While Landon Donovan's 145-goal record looks safe for now, the sheer exponential relentless of Wondolowski's progress means we can almost pinpoint the date when he might surpass it. Fate has seen to it that many people will remember Wondolowski for the infamous World Cup chance he missed, but his efficiency in converting the chances he's scored is what put him in that position in the first place.
While fans discussed Sapong's potential when the provisional Gold Cup roster came out, or fixated on Dom Dwyer as the next great hope, nobody remarked on Wondolowski being on the list because, of course, it's Wondolowski. What is left to say?

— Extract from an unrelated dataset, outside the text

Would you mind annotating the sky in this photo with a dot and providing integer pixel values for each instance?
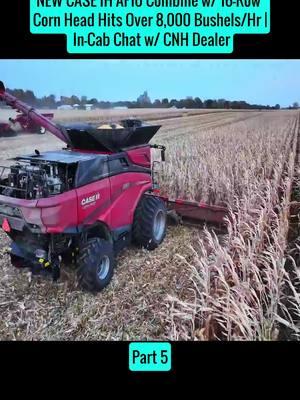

Perhaps, what's left to say is that that eighth successive 10-goal season is an MLS record in its own right and serves as testament to his remarkable tenacity and level-headedness. We might talk about Wright-Phillips as the most under-appreciated striker in the league, but he still has a long way to go before he can touch Wondolowski's goalscoring record. There's also some mild irony in the fact that there are a lot more discussion threads out there on BWP being under-rated than there are on Wondolowski. At times it's almost as if fans resent the lack of novelty in Wondo's relentless scoring -- "He's still playing?" -- but that's hardly his fault.
By next week, we'll be back to talking about David Villa's MVP march, the flickering minor genius of Diego Valeri, the magic of Sebastian Giovinco or, yes, the goals of BWP. And Wondolowski will be back scoring goals under the radar.
Every year throws up new heroes, but Wondo's gonna Wondo.